Social isolation across the generations


When you look up social isolation online much of the information relates to social isolation in older people. This is of course an important issue as evidence points to links between social isolation and mortality in older people. It is going to be interesting to explore the results of the CommonHealth project 5: Age Unlimited, which, as mentioned in last week’s blog, will be investigating the health and wellbeing impacts of social enterprises for the over 50s which will include a discussion about social isolation.

I’m interested in the life cycle of the experience of social isolation. Having spent the last 4 years working with women in deprived parts of Glasgow, I’ve seen the ways that they have experienced social isolation, often as a result of lone parenthood and compounded by low income. In the case of my research many women have talked about a feeling of being stuck in the house all day, focussed on childcare and housework which offers them few opportunities for interaction with other adults. Often the cost of activities for children which might bring them into contact with other parents is prohibitively expensive. Even when activities are cheap or free there is the issue of the cost of transportation. One woman talked about the importance of the activities run by a community centre which provided her and her children with much needed social events, however the transport costs to get them all there when the weather was bad was just too much out of her weekly budget.

The women I’ve been working with are members Self Reliant Groups (SRGs) which have reduced the experience of social isolation by creating communities of women in which they are respected and supported. They are involved in small scale income generation in which they are producing a number of craft items for sale online and in local craft fairs. This has opened up opportunities for social interaction with a wider community beyond the SRG and has been a factor in the increased confidence of the women involved. Another group provides a lunch club service in the local community which has impacted upon the social isolation of the SRG as well as a wider community.

Many of the groups have come to agreements that mean women bring along their children to meetings and one group in particular have begun to set up specific sessions to encourage craft and activity workshops with children and mothers together. Women have talked about these groups as being ‘like family’ and are an important place for valued social interactions. SRGs have become places where women can relax and feel valued; this has increased their confidence and reduced feelings of loneliness and isolation.

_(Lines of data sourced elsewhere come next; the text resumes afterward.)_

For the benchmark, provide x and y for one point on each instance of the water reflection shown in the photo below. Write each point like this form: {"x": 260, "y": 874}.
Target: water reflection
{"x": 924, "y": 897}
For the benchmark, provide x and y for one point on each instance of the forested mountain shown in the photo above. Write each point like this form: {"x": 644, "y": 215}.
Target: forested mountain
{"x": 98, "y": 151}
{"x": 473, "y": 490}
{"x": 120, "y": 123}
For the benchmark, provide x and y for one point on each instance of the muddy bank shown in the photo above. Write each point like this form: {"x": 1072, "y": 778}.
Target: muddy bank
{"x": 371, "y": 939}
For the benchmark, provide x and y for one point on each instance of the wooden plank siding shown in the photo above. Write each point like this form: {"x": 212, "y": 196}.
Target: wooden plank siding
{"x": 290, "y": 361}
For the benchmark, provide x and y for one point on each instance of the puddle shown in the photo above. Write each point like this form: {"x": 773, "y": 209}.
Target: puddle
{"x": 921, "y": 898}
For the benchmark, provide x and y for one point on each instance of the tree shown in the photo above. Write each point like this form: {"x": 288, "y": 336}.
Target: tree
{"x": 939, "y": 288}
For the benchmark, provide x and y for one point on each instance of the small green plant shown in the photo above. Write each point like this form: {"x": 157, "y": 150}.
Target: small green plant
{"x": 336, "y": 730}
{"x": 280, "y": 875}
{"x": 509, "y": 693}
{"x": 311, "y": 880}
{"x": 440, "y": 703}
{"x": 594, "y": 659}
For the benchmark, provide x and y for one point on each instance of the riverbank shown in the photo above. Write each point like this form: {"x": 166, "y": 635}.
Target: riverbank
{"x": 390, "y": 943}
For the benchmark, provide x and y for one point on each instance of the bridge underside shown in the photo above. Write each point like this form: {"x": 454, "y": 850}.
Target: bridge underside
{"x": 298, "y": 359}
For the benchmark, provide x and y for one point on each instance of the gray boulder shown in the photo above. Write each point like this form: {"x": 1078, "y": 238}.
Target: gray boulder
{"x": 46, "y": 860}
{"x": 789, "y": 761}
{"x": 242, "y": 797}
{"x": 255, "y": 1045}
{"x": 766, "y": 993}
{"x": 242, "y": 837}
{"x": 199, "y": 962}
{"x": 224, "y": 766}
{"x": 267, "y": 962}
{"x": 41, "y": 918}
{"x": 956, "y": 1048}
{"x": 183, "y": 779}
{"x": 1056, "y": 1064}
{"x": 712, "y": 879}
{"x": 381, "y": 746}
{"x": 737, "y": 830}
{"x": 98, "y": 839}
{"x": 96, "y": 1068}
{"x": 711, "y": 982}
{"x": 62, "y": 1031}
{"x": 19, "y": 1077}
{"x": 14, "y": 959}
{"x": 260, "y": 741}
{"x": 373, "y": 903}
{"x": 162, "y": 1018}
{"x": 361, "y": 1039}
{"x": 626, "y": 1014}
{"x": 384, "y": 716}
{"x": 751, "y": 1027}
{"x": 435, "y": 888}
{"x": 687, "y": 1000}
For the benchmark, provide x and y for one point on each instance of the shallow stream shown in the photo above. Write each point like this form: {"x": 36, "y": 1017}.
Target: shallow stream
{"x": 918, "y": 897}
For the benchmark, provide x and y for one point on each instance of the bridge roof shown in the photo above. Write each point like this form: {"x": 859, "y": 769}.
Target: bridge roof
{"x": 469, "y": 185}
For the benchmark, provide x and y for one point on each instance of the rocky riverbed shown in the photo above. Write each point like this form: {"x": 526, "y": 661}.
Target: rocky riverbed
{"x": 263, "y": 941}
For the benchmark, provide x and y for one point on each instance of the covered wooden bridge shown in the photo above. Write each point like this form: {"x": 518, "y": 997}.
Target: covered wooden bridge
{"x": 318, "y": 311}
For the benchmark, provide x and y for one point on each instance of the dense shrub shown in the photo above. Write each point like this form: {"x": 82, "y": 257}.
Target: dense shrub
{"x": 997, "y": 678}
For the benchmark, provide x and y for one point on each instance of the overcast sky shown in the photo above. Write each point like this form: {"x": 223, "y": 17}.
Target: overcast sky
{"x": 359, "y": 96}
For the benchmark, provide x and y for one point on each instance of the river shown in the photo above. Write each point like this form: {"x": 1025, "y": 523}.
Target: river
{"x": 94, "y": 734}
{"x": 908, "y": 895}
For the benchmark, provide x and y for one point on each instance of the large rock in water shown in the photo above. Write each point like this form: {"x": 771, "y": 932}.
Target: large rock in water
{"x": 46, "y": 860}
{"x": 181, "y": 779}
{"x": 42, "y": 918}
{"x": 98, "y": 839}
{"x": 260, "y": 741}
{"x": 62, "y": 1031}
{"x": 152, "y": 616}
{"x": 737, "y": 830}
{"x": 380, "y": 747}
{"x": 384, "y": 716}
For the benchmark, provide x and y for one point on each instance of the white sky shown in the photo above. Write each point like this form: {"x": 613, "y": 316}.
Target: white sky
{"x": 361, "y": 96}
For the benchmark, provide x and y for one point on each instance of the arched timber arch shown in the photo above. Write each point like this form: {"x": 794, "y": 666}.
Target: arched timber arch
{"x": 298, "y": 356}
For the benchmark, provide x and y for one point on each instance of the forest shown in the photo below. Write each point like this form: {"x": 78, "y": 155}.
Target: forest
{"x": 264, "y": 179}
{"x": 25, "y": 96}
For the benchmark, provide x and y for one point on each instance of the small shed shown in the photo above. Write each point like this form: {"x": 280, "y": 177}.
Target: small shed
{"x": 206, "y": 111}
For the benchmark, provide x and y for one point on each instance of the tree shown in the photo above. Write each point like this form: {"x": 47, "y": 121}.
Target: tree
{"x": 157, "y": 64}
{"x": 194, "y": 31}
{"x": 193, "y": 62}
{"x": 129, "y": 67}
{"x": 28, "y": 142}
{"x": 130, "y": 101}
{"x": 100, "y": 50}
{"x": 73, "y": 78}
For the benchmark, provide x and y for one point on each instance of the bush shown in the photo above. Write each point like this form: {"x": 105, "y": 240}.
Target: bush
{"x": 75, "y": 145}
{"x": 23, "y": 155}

I have little doubt that this will also be found in many cases as Fiona embarks on her research with Age Unlimited. However, it’s possible that the factors that seem to be important to the women I have worked with may not be the same as those affecting an older population and it will be interesting to hear how and what is felt to reduce isolation at different stages in people’s life course.

There may also be questions for us to consider regarding the ways in which social isolation is experienced over the life course. What are the specific circumstances in which people experience social isolation and how does this change as we get older? The need for social interaction is vital throughout the life course but are there particular triggers or points in people’s lives in which this becomes more difficult? Identifying some of these events could prove useful in finding ways to support people during particularly difficult periods in order to prevent social isolation and allow people to remain connected to their communities.